LOCAL CARE: A comprehensive national welfare system reduces incentives for private life insurance. Indeed, the benefits available to public sector workers are extensive. Bruneians and permanent residents that work in the private sector also receive comprehensive benefits. In addition to full health care coverage, the state offers a generous pension scheme from the age of 60. The 2012-13 budget emphasises public welfare, and Minister of Finance II, Pehin Dato Abdul Rahman Ibrahim, called for an additional BN$40.9m ($31.85m) to boost health care provision.

These provisions have not hurt the local life insurance market. “Customers like to have choices, make their own decisions and enjoy timely services,” Peter Lim, general manager of AIA, told OBG. However, as the welfare system grows, costs are likely to rise, and the government may look to the private sector to increase its input. With life expectancy at 77.7 years and more of the labour force retiring, the dependency ratio and percentage of retired citizens will rise, increasing pressure on the welfare system.

NEW SCOPE: One bright prospect for local life insurers is the government’s drive to encourage personal savings and lower personal debt. In 2005 the Ministry of Finance issued a directive that by 2010 personal loans should not exceed 30% of a bank’s total loan portfolio. Another regulation set credit limits for individual borrowers at 12 times their gross monthly salary, with the repayment period capped at six years. The ministry also set limits on credit card use, including a minimum age of 21 and a monthly salary of at least BN$500 ($390).

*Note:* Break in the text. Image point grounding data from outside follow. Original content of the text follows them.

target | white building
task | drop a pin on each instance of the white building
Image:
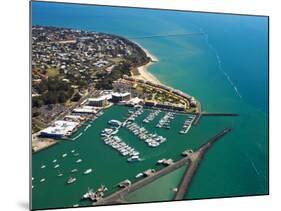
(59, 129)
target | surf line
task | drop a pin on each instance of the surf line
(220, 67)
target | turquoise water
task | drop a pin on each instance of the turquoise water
(225, 68)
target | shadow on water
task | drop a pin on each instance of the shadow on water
(23, 205)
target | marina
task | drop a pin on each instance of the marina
(112, 136)
(187, 124)
(207, 66)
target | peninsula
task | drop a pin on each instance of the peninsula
(80, 72)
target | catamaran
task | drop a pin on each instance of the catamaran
(88, 171)
(71, 180)
(56, 166)
(79, 161)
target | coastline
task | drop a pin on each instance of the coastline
(144, 73)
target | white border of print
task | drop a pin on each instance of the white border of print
(15, 102)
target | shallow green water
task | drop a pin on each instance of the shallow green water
(232, 54)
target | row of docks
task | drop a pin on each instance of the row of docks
(152, 139)
(151, 116)
(187, 124)
(124, 149)
(133, 114)
(166, 120)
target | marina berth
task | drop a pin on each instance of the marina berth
(124, 183)
(187, 124)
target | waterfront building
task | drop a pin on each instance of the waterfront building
(118, 97)
(59, 129)
(98, 101)
(85, 110)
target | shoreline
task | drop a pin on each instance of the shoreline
(144, 73)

The industry sees these measures as a cue to increase its operations. Despite comprehensive national health care, AIA, which saw healthy growth in premiums across its portfolio in the last two years, sees opportunities to widen its role in the health insurance segment via new innovative and affordable products. The firm offers competitive premiums priced from BN$150-260 ($ 117-203) per month. It is able to keep premiums competitive and its health line profitable with a low claims rate and few payouts for permanent disability or mortality.

MORE MARKET GROWTH: Retirement planning may also be a major growth area in the coming years. In 2010 the Ministry of Finance introduced the supplemental contributory pension (SCP) to boost the existing old age pension, under which nationals and permanent residents receive BN$250 ($195) per month from the age of 55. The new SCP, compulsory for all employees in the public and private sectors, provides an additional BN$150 ($117) per month upon retirement at the age of 60. The minimum contribution for SCP is BN$17.50 ($13.60) or 3.5% of the monthly salary starting at a minimum wage of BN$500 ($390) per month. For salaries below this threshold, the government will make up the shortfall. The maximum contribution is BN$98 ($76) per month based on a salary of BN$2800 ($2180).

While the SCP will boost personal savings, it is mainly aimed as a safety net for poorer citizens and as a means for encouraging responsible saving. As such, private life insurers may have opportunities to market pension products to citizens in middle and higher income ranges. Life insurers have been pushing their products strongly over the last three years, and bancassurance has become an increasingly prominent vehicle for marketing products. Life insurers have been marketing their products strongly over the last three years, and bancassurance is an increasingly prominent vehicle for marketing products to meet customers saving and production needs. Lim expects that bancassurance will account for about 20% over the long term, with the rest distributed via agency channels.